La Commission européenne veut réduire d’au moins 55 % les émissions de gaz à effet de serre d’ici 2030. Pour atteindre cet objectif, elle compte notamment sur le marché du carbone, établi en 2005 par l’Union européenne. « Il concerne 11 000 installations et la plupart des secteurs polluants dont, aussi, l’électricité et le gaz, détaille Anna Creti. Ce marché est un système d’échange, c’est-à-dire que les entreprises reçoivent certains quotas qui doivent couvrir l’intégralité des émissions de CO2 qui sont liées à leur processus de production. Si ces quotas ne sont pas suffisants, elles vont les chercher sur le marché. D’autres intervenants sur ce marché seront dans le cas inverse, donc ils vont plutôt mettre en vente ces quotas pour couvrir leur pollution ce qui fait que les prix se forment par cet échange. »

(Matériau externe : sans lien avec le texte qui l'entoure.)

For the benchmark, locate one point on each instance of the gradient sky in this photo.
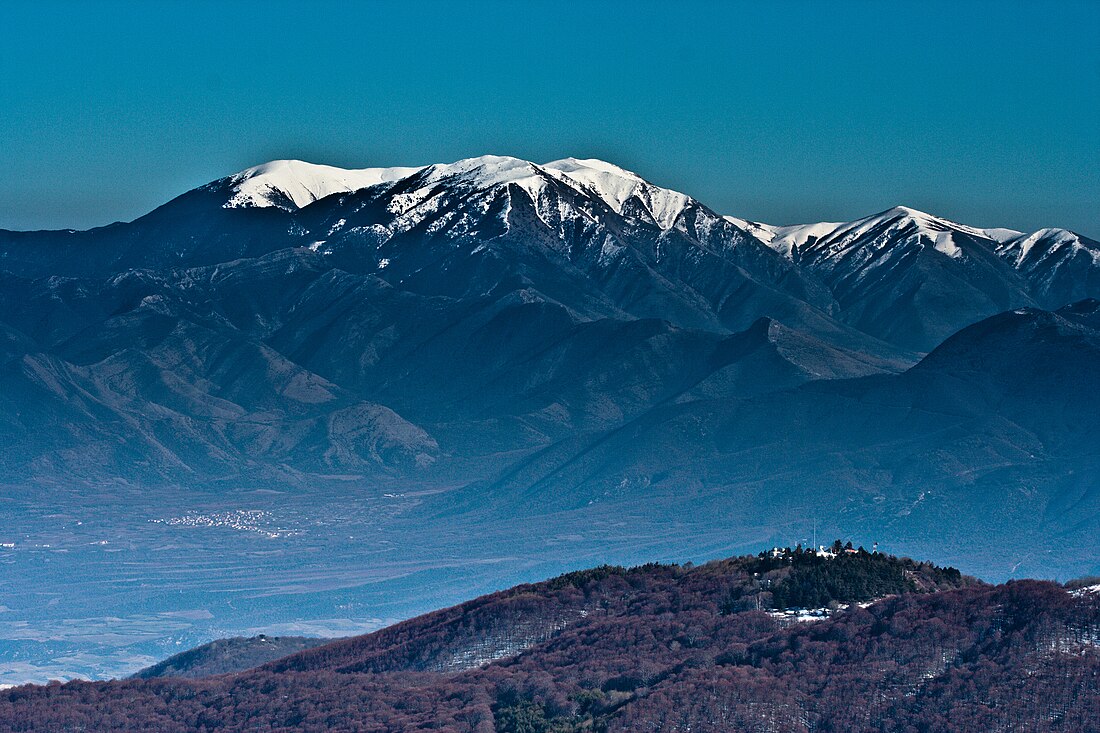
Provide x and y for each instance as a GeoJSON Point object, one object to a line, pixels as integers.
{"type": "Point", "coordinates": [985, 112]}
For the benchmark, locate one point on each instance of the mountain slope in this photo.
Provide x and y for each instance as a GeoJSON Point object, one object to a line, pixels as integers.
{"type": "Point", "coordinates": [659, 647]}
{"type": "Point", "coordinates": [989, 437]}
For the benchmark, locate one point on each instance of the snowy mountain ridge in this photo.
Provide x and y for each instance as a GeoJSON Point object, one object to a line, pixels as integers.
{"type": "Point", "coordinates": [293, 184]}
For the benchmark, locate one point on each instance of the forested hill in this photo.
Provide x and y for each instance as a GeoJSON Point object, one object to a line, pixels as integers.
{"type": "Point", "coordinates": [659, 647]}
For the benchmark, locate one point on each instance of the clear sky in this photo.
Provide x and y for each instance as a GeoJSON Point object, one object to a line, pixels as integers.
{"type": "Point", "coordinates": [985, 112]}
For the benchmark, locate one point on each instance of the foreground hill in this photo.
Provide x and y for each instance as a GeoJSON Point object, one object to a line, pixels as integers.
{"type": "Point", "coordinates": [659, 647]}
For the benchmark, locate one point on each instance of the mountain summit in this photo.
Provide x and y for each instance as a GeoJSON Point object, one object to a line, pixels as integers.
{"type": "Point", "coordinates": [366, 371]}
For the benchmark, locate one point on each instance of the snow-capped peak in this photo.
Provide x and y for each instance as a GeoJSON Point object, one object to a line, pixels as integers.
{"type": "Point", "coordinates": [615, 186]}
{"type": "Point", "coordinates": [295, 184]}
{"type": "Point", "coordinates": [1024, 249]}
{"type": "Point", "coordinates": [920, 228]}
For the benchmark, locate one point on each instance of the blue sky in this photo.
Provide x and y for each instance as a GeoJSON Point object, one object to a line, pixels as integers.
{"type": "Point", "coordinates": [985, 112]}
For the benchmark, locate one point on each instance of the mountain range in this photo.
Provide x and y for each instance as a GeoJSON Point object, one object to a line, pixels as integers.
{"type": "Point", "coordinates": [900, 645]}
{"type": "Point", "coordinates": [559, 347]}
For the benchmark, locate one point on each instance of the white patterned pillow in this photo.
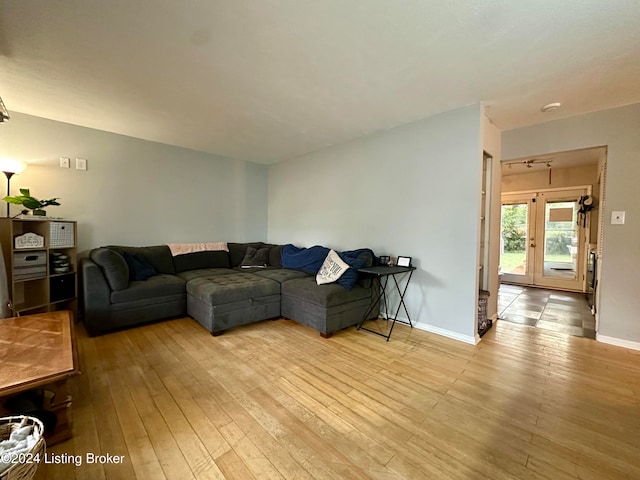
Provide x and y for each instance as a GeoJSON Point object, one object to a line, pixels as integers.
{"type": "Point", "coordinates": [332, 269]}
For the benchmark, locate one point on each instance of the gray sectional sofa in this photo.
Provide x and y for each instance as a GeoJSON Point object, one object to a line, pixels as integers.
{"type": "Point", "coordinates": [126, 286]}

Dans un premier temps, ce système ne s’est pas montré véritablement efficace, l’offre excédant la demande avec pour conséquence un prix du carbone bas. « Pendant plusieurs années, le prix des quotas a été relativement bas, c’est-à-dire 5 ou 6 euros la tonne de CO2, parce qu’on était dans un cadre où il y avait justement plus d’offre que de demande. Le marché a été ensuite réformé pour faire face à cet excès d’offre. Cette réforme vient de commencer et il faut dire qu’elle a obtenu le résultat espéré, c’est-à-dire une hausse du prix du CO2. Et ceci se fait en même temps que la reprise économique. »

« Donc double tension aussi à la hausse sur le prix du CO2 qui aujourd’hui s’échange à des prix qui sont à peu près de 60 euros la tonne, complète la spécialiste. Et donc, aussi, un coût supplémentaire pour les producteurs de gaz et d’électricité. L’objectif du Green Deal c’est d’avoir une transition énergétique décarbonée. Et donc, pour cela, il faut effectivement mettre un prix sur le carbone qui soit incitatif pour que vous et moi, nous sortions des énergies carbonées. Et puis que les industriels nous proposent des produits décarbonés. »

De plus, le Green Deal prévoit d’élargir ce système d’échange de quotas d’émission aux secteurs du bâtiment et du transport routier. « Donc on a un contexte dans lequel on a à la fois une pression sur la réglementation visant à contenir les effets du changement climatique, à l’atténuer, et en même temps le coût de l’énergie qui augmente. Tout cela détermine une hausse qui en ce moment, à mon avis, est conjoncturelle, mais qui se dessine quand même sur des tendances à long terme », prévoit Anna Creti. Pour Thierry Bros, « cela signifie que l’énergie va valoir plus cher ».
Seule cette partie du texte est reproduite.